[Por Emilio Azevedo*] No Brasil de tantos conflitos sociais, a dura batalha contra a violência no campo teve um ponto alto na última quarta feira, dia 22 de agosto, em dois eventos ocorridos no Maranhão, nas cidades de São João Batista e São Luís. Na primeira, ocorreu o julgamento e condenação de um dos responsáveis pela morte do líder quilombola Flaviano Pinto Neto. Enquanto isso, na capital do estado, estava sendo realizado o Seminário Vidas Ameaças, que prestou homenagens a Josimo Tavares, Dorothy Stang e outros mártires da luta pela terra.

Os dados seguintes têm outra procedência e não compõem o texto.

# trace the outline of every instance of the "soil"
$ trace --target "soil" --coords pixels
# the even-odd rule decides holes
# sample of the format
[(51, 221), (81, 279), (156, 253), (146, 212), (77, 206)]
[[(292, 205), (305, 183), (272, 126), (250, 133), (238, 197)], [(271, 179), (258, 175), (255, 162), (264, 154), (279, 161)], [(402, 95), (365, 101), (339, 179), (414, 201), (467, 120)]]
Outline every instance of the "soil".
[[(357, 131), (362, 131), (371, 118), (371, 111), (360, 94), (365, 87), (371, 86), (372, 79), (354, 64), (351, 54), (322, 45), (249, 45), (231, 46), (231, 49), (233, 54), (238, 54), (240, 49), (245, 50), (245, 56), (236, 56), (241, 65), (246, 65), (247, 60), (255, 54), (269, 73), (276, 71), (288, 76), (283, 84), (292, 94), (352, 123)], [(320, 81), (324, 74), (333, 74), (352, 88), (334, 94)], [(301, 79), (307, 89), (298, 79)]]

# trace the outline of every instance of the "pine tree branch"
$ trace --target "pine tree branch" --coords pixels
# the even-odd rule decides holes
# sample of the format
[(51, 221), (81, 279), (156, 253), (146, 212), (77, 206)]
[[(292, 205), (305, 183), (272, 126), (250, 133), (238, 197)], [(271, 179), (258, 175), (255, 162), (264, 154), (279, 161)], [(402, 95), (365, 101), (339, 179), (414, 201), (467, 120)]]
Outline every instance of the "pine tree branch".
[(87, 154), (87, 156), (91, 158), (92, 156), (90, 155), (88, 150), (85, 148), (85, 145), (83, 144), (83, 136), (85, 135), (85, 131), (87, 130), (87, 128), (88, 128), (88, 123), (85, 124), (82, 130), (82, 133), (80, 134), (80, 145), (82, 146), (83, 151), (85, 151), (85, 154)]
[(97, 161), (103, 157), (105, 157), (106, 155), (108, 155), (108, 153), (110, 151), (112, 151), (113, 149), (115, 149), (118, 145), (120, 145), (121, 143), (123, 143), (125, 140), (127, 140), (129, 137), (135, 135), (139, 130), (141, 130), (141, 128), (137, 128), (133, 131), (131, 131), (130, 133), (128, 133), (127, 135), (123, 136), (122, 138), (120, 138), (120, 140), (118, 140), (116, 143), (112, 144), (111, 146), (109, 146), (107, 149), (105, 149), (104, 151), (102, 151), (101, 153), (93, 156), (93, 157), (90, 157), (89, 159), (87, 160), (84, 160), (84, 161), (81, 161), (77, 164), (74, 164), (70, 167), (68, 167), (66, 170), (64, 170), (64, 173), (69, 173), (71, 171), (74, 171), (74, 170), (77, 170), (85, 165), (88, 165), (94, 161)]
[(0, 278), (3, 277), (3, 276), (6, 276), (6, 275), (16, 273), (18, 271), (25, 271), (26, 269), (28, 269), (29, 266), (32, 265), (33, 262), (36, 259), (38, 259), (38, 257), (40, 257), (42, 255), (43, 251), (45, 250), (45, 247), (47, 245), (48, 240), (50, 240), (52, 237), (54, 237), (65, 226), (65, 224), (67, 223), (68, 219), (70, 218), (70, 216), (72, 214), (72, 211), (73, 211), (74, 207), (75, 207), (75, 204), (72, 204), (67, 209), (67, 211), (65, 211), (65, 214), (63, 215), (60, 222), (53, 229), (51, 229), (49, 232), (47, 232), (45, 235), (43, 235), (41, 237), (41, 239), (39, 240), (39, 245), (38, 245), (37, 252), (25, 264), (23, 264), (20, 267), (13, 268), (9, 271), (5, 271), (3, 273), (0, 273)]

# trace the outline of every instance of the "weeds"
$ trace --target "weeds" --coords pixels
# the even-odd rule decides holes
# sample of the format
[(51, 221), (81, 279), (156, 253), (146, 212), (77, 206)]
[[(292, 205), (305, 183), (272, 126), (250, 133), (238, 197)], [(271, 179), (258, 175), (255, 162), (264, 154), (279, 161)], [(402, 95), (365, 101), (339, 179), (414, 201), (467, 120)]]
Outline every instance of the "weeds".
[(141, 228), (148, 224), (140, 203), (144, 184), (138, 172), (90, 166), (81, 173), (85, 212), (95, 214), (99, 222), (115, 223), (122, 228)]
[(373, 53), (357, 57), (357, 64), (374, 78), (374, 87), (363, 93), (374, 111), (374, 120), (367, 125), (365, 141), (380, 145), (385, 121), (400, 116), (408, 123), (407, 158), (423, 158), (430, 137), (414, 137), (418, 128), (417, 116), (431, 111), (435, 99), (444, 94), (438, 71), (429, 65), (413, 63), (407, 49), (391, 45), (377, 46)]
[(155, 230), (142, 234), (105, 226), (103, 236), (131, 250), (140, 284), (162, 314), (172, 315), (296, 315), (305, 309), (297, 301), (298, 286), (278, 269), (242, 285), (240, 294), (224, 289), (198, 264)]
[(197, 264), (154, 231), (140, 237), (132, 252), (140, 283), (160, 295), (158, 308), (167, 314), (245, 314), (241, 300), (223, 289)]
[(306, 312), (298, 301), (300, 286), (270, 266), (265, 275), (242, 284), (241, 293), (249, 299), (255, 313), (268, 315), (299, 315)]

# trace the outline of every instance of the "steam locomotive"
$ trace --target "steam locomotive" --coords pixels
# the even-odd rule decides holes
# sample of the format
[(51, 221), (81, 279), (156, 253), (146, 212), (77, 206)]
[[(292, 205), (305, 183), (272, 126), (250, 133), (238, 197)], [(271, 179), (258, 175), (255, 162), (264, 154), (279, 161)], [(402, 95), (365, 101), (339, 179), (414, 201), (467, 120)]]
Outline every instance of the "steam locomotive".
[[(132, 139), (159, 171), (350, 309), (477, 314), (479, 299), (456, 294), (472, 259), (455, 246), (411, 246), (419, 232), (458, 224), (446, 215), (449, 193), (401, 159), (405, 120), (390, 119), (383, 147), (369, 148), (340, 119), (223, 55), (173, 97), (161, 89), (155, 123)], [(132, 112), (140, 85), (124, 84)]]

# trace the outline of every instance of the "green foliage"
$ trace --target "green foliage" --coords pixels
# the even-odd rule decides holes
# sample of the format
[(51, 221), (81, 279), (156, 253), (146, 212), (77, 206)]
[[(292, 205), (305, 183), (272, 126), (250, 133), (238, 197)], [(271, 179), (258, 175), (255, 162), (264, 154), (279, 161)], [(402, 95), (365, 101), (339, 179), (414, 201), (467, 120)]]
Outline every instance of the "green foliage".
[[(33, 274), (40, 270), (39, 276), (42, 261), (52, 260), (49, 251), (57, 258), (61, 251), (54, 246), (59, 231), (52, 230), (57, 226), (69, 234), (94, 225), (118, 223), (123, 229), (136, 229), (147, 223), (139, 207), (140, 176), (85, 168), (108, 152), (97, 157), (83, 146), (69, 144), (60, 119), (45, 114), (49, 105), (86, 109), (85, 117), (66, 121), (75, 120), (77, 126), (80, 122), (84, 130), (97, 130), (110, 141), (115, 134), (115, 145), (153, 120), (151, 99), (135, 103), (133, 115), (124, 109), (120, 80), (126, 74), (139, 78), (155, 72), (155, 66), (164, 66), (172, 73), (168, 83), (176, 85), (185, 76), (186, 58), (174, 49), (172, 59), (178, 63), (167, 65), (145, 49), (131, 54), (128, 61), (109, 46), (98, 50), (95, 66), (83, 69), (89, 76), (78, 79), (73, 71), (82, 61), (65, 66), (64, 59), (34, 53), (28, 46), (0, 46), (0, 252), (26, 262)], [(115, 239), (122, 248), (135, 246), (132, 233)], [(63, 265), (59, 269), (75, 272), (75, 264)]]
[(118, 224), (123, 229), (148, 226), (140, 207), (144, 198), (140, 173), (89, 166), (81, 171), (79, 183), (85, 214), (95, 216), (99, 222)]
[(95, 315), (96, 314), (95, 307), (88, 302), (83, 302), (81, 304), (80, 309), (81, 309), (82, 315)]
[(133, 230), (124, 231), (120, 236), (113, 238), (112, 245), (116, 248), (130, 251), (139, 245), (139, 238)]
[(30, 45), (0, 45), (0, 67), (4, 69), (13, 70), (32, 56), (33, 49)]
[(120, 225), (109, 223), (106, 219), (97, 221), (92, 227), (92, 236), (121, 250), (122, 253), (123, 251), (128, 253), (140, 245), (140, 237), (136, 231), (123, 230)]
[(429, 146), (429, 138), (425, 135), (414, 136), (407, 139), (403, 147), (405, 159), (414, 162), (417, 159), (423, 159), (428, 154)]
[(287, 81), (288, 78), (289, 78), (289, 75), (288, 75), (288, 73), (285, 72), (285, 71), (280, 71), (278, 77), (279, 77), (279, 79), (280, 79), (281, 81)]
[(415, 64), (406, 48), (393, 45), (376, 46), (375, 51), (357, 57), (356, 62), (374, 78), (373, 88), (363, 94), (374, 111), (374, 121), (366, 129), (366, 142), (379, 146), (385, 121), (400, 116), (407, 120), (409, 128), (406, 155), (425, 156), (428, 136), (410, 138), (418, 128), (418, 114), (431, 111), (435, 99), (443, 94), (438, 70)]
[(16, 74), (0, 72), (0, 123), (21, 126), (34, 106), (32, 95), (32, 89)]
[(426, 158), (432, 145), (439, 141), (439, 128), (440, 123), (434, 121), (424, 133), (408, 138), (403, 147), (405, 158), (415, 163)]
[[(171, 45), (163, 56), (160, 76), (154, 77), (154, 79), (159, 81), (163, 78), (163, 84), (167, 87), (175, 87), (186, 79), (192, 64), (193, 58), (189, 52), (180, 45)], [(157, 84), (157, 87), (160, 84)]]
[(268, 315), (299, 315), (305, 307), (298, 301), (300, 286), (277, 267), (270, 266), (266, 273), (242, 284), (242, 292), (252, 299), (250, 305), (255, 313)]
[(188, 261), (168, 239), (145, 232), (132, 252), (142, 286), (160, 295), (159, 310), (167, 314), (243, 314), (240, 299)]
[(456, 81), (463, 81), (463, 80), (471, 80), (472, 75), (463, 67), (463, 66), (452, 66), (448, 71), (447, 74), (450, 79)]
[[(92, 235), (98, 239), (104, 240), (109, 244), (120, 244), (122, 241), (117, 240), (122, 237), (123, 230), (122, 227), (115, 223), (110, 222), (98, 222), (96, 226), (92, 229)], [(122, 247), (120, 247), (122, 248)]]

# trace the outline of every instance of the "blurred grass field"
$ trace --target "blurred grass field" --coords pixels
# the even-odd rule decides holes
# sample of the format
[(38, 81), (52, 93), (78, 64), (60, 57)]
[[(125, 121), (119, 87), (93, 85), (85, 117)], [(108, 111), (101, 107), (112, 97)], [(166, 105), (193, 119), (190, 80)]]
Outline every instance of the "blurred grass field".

Num Maranhão de oligarquias – onde a impunidade para beneficiar a estrutura oligárquica é a regra – a condenação do pistoleiro foi marcada por festa e emoção. Em São João Batista, do lado de fora do fórum, havia gente que chegou de vários pontos do estado, entre quilombolas, indígenas e quebradeiras de coco. Mais de 200 pessoas acompanharam da praça um julgamento 10 horas. Começou às 9 da manhã e encerrou às 7 da noite.
Após a sentença, muitos se ajoelharam, cantaram, se abraçaram ou correram eufóricos. Em meio a esse clima, a sobrinha de Flaviano, Zilmar Mendes, afirmou muito emocionada que seu tio estava presente. “Ele esteve entre nós! Ele veio!” Ele veio!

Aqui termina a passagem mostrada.